The presentation of colonic MALT lymphoma varies from asymptomatic, occult bleeding to gross gastrointestinal hemorrhage. Mean age described in previous series was about 59.8 years. The gross appearance of MALT lymphoma can vary from gross polypoid lesion to ulcer or simple mucosal irregularity or discoloration [7]. Histologic features of MALT lymphoma include infiltration of centrocyte-like cells, which may show plasma cell differentiation, lymphoepithelial lesions and reactive lymphoid follicles. Immunochemically, MALT lymphoma is negative for CD5 and cyclin D1.

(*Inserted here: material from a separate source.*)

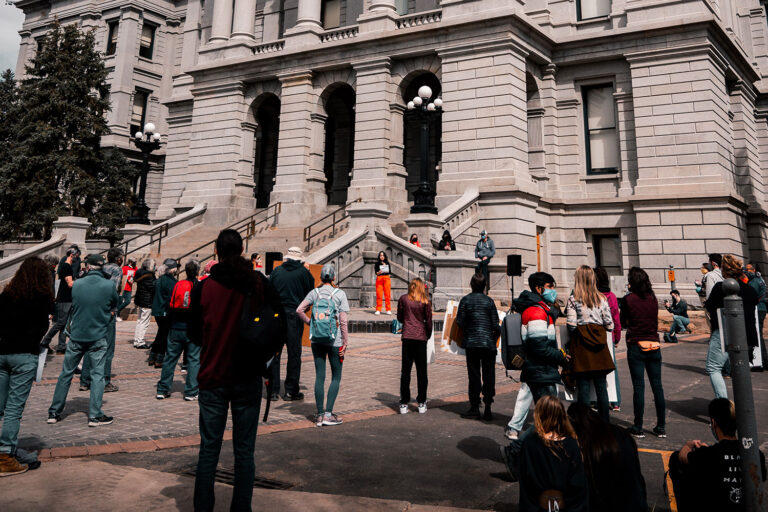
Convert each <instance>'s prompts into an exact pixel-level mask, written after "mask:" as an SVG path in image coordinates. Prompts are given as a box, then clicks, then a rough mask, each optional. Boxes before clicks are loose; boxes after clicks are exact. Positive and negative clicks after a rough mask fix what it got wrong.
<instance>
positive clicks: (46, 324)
mask: <svg viewBox="0 0 768 512" xmlns="http://www.w3.org/2000/svg"><path fill="white" fill-rule="evenodd" d="M52 284H53V282H52V280H51V272H50V268H49V267H48V265H47V264H46V263H45V262H44V261H43V260H41V259H39V258H34V257H33V258H27V259H25V260H24V261H23V262H22V264H21V266H20V267H19V270H18V271H17V272H16V275H14V276H13V279H11V282H10V283H8V285H7V286H6V287H5V290H3V293H1V294H0V408H1V409H0V413H1V414H0V415H2V416H3V429H2V431H0V476H9V475H14V474H18V473H24V472H25V471H27V469H29V466H27V465H26V464H19V462H18V461H17V460H16V458H15V457H14V455H15V453H16V444H17V442H18V438H19V426H20V424H21V415H22V413H23V412H24V407H25V406H26V404H27V398H28V397H29V391H30V390H31V389H32V381H33V380H34V379H35V373H36V370H37V358H38V355H39V353H40V350H41V348H40V347H41V345H40V339H41V338H42V337H43V335H45V331H46V330H47V329H48V314H49V313H50V311H51V308H52V307H53V288H52Z"/></svg>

The treatment of gastric MALT lymphoma is well established [5] whereas the treatment of colonic lymphoma is less clear. In the previous reports, it has been reported that such lesions were treated with surgery, chemotherapy, radiation and chemotherapy, endoscopic resection followed by antibiotic treatment or antibiotic treatment alone. The role of H. pylori and its response to antibiotics makes the treatment of gastric lymphoma very effective [5]. Patients who do not respond to the antibiotic therapy for gastric MALT lymphoma are treated with chemotherapy. The literature has reported that extragastric MALT lymphoma also regresses with eradication of H. pylori, or with antibiotic therapy even in cases where H. pylori was not detected. Contrary to such results, Grunberger et al. [8] reported that H. pylori eradication was ineffective for the treatment of patients with extragastric MALT lymphoma even if they were noted to have H. pylori infection. Thus with controversial results from various studies, so far there are no clear guidelines for the therapy of MALT lymphoma of the colon. In previous reports, most of the patients when treated surgically had been cured with variable duration of disease-free period. With surgery or chemotherapy the prognosis for patients with MALT lymphoma is generally good [9], though results from multicenter prospective studies will be needed for clear guidelines to be developed. We understand that our patient had no long-term follow-up, as he did not survive the complications that developed after the surgical treatment for his MALT lymphoma. Our patient may have had disseminated MALT lymphoma of the gastrointestinal tract as he did have ulcers in the duodenum, but this was difficult to prove without biopsy. Our patient remained unstable for staging and possible treatment.

Acknowledgement

We are grateful to Dr. Masooma Niazi for providing the histopathology slides for this case.